Simmons closed his eyes briefly. "Sands, I know you're eager to get back on the horse, but the fact is I just haven't got a place for you. Be reasonable."

"Yeah, you know, I was just getting a good feel for that horse when suddenly I find myself being a paperweight instead of a federal agent."

"What do you want, Sands?"

"Is this a rhetorical question? I've heard this before and it always turns out to be rhetorical."

"No, Sands, I want to know. What do you want from me? We're both adults here. You turned down the benefits I made up for you, but didn't have an official list of complaints to file. I could have changed it. I can move you around, Sands, if that's what you want. Is it a change of scenery you're after?"

"Maybe it's a change of asshole superiors on the other end of my phone line."

"Just tell me."

Sands had to calm himself. He could tell he was about to get out of hand, and discussions generally soured when that happened.

"Why are you being unresponsive, Sands? Is something wrong? Do you need to talk to someone?"

"Aren't I?"

"A different someone."

"That, Simmons, would be like balm."

"You know what I mean, Sheldon. Someone who can help you."

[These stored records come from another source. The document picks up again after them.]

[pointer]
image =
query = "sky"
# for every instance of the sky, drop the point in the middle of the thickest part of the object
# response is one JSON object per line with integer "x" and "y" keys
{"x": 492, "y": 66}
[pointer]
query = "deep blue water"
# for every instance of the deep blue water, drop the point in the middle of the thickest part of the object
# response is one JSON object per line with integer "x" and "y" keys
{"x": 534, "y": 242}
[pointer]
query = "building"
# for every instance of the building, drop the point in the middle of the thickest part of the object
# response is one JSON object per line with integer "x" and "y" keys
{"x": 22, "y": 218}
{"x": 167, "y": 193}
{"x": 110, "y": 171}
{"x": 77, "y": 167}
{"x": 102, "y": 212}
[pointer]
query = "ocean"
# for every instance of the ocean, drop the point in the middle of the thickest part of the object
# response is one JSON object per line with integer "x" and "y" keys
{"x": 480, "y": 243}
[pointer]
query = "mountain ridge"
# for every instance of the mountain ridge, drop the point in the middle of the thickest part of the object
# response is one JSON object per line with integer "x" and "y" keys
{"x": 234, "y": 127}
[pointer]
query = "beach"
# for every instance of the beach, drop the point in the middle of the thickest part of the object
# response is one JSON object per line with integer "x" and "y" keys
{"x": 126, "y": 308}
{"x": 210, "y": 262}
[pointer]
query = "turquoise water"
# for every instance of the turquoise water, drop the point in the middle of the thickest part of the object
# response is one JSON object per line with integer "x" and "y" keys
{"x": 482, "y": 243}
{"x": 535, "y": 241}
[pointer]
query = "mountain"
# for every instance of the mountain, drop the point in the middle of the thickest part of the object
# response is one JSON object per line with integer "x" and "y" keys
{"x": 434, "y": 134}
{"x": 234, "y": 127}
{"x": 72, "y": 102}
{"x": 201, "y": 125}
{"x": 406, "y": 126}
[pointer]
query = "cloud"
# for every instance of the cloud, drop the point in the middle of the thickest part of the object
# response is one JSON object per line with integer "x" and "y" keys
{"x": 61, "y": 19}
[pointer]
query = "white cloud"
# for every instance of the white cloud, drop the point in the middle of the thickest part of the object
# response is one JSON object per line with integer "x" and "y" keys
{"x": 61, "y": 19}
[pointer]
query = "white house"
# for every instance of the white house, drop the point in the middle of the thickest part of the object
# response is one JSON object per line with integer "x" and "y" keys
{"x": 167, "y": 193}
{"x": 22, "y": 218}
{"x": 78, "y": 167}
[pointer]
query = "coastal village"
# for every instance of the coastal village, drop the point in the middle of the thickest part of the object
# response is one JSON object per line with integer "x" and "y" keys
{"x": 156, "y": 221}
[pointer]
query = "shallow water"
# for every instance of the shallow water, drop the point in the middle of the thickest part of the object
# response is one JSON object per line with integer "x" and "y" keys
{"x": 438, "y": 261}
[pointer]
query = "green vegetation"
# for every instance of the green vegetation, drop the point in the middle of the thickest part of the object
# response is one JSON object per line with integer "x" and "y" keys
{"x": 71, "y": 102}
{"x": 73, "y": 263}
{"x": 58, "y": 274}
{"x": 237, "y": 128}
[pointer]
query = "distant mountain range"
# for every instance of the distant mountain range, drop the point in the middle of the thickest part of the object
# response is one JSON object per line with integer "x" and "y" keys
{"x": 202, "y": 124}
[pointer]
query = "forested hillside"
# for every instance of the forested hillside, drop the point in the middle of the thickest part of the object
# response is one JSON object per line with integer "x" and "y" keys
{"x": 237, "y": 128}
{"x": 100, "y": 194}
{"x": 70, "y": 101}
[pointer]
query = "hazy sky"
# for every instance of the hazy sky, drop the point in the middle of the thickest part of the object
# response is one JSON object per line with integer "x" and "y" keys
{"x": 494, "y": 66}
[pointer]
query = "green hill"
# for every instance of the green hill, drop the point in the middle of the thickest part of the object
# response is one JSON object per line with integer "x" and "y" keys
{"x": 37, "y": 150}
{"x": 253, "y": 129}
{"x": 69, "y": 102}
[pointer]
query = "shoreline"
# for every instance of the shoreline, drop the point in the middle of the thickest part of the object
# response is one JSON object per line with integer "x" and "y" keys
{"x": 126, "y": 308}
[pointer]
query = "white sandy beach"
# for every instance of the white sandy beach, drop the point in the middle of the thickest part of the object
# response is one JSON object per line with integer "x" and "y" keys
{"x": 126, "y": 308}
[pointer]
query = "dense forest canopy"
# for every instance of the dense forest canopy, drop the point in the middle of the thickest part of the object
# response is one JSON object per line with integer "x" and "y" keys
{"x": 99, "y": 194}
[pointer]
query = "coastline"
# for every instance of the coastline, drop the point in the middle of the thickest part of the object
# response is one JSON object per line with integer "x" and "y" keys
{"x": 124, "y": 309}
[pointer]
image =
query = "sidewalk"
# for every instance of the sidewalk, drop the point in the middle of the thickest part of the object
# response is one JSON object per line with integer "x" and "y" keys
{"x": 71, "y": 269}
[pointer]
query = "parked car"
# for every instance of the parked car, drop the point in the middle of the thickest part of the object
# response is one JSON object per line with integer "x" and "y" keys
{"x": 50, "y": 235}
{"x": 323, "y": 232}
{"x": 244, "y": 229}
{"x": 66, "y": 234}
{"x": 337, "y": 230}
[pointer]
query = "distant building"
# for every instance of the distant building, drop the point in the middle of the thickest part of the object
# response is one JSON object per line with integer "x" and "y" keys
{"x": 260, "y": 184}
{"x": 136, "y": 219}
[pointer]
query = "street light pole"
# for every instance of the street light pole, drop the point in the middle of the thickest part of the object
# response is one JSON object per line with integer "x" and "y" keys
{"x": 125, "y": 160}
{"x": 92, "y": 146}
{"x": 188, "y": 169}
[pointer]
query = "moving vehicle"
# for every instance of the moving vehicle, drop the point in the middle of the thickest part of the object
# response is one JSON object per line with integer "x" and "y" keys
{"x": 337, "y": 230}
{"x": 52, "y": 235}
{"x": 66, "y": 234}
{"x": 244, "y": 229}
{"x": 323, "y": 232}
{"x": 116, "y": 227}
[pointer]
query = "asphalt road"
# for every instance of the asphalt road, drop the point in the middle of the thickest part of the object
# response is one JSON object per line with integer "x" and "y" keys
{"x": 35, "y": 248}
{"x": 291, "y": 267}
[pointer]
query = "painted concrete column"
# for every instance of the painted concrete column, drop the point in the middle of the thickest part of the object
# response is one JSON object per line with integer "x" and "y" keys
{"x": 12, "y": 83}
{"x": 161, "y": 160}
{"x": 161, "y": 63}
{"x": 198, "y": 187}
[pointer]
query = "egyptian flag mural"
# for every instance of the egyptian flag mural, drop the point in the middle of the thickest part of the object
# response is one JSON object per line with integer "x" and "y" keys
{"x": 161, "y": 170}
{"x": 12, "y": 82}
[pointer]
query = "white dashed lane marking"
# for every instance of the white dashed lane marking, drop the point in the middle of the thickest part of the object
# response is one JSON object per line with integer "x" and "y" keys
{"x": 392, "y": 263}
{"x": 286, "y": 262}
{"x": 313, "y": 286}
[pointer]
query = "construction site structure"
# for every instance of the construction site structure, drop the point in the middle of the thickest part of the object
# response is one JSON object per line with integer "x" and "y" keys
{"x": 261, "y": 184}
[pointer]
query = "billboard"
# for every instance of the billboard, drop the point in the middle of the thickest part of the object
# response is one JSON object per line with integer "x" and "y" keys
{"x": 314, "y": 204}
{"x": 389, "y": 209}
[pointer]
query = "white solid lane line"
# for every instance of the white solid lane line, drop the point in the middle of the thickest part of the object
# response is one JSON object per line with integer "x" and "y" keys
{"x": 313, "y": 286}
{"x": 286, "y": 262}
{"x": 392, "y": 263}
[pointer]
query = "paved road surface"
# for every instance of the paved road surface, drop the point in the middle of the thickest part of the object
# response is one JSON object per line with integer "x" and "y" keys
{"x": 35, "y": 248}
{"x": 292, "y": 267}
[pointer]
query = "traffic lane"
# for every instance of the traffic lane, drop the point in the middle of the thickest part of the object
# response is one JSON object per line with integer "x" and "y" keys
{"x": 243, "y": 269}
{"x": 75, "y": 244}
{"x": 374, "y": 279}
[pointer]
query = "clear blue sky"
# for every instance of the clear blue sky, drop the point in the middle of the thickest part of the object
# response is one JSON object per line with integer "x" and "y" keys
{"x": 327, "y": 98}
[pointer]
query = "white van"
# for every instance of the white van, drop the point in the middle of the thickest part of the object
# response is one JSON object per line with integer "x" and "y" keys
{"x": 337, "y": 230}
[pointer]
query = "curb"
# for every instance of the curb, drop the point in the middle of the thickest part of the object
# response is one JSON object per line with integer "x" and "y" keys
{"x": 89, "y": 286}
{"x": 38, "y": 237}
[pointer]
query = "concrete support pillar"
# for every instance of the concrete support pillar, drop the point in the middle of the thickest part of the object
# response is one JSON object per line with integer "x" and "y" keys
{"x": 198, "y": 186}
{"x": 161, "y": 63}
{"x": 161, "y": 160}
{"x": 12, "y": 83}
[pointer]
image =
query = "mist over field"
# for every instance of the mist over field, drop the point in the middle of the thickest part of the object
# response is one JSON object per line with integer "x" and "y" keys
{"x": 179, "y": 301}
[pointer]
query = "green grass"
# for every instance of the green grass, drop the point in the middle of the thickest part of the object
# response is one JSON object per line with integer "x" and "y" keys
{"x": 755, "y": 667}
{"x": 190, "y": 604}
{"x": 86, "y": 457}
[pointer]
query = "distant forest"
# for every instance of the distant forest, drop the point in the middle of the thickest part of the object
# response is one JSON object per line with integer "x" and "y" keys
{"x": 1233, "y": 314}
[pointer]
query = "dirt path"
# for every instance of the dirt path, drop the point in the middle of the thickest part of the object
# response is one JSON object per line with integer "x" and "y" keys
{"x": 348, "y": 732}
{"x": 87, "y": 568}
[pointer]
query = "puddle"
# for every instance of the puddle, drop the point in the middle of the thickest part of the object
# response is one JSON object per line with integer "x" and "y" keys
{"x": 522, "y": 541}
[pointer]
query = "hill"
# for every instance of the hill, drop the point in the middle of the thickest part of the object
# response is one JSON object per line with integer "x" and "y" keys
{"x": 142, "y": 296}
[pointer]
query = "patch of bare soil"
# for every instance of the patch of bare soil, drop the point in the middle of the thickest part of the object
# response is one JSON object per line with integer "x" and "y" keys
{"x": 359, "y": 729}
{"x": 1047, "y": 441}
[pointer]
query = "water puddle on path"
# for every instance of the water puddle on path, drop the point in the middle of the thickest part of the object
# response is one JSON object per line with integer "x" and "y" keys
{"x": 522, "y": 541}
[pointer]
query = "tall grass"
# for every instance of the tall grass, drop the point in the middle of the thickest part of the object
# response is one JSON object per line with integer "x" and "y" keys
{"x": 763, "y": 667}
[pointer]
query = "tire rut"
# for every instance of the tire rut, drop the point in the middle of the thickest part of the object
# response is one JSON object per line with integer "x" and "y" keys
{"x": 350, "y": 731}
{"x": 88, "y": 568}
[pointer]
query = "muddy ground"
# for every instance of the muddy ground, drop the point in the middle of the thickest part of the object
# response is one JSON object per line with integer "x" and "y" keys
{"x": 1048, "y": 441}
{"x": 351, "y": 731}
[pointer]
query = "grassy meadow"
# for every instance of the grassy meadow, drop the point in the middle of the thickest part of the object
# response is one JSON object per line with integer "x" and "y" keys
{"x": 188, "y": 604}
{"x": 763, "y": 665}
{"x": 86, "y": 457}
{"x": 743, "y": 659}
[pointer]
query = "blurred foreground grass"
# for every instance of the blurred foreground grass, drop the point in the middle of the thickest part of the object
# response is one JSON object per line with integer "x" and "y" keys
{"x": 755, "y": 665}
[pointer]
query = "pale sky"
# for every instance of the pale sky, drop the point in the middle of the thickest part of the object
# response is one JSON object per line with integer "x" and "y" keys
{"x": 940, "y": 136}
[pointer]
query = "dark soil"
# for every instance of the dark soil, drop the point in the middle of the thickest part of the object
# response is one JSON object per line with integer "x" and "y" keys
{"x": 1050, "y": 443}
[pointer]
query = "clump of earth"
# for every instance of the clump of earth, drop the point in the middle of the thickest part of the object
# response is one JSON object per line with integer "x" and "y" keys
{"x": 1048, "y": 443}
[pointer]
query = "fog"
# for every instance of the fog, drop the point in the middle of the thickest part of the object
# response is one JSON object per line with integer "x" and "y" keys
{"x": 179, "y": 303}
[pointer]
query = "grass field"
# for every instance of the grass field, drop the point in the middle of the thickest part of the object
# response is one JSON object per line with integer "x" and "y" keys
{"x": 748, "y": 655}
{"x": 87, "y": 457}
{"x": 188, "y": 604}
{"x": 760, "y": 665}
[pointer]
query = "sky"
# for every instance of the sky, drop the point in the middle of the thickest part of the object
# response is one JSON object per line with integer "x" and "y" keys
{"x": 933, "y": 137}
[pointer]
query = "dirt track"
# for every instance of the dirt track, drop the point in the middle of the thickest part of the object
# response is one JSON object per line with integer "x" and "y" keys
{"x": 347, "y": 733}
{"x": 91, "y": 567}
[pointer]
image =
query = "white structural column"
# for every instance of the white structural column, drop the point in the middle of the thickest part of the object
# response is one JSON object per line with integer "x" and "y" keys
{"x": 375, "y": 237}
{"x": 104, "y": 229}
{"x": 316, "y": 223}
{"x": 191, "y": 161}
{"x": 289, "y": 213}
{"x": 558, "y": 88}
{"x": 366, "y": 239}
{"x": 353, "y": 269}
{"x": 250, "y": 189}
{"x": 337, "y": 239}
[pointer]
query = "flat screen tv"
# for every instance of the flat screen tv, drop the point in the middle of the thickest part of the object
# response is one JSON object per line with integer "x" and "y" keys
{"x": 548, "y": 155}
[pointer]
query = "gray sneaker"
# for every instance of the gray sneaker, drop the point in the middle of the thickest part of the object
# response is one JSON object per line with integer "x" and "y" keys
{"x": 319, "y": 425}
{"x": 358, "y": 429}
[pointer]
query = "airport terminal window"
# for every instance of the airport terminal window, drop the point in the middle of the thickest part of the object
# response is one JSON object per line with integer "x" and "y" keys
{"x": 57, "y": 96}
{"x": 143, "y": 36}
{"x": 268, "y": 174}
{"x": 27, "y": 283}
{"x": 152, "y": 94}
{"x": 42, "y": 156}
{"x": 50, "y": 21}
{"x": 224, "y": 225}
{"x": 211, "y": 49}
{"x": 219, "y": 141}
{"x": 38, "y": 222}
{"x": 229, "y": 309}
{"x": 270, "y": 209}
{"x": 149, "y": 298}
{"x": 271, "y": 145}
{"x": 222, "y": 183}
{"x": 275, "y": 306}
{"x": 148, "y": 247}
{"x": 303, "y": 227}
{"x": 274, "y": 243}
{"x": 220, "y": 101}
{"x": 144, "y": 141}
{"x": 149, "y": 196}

"Again, Simmons, a fantastic idea. You're pretty crap at that."

"I'll call you back."

"Don't hurt yourself, boss."

"If I send someone over, please open the door."

Simmons was talking to an empty phone line. Sands had hung up on him. Again.

He sat at his window, trying to remember just exactly what an alpaca looked like. Like a horse, kind of, right? But furry. He was settling for something between a shaggy ox and an elk (didn't alpaca have horns? Shit.) when the phone rang again.

"I'll get it!" he yelled into his empty house, and the echo of his voice bouncing off the stairwell frightened him. He decided, actually, not to get it. It shrilled into the rooms like the ricochet of a bullet. He turned from it, put his hands over his ears.

i The square of the hypotenuse of a right triangle is equal to the sum of the squares of the two adjacent sides. Hail Mary full of grace, help me win this stock-car race. For beautiful for spacious skies. For amber waves of pain. For purple mountains' majesty above the fruity plain. Madre de Dios. For beautiful… God… Good bye, Ruby Tuesday, who could hang a name on you? The way you move with every new day, girl I'm— /i

It stopped, but he still heard it throbbing in his ears. Scotch, come on, where are ya, good buddy? He banged his shin on the coffee table when he got up. He bit his tongue. Keep it under control, cap'n. Running a tight ship, sir. All prisoners present or accounted for. And what sort of accounting was done on their part, sailor? Two were shot in the head, sir, and one fed to Jeffrey, sir, he's a cannibal.

Well done, sailor. Carry on. Aye, sir. His hand closed over the Scotch at last and he cut out the middleman, drinking straight from the bottle.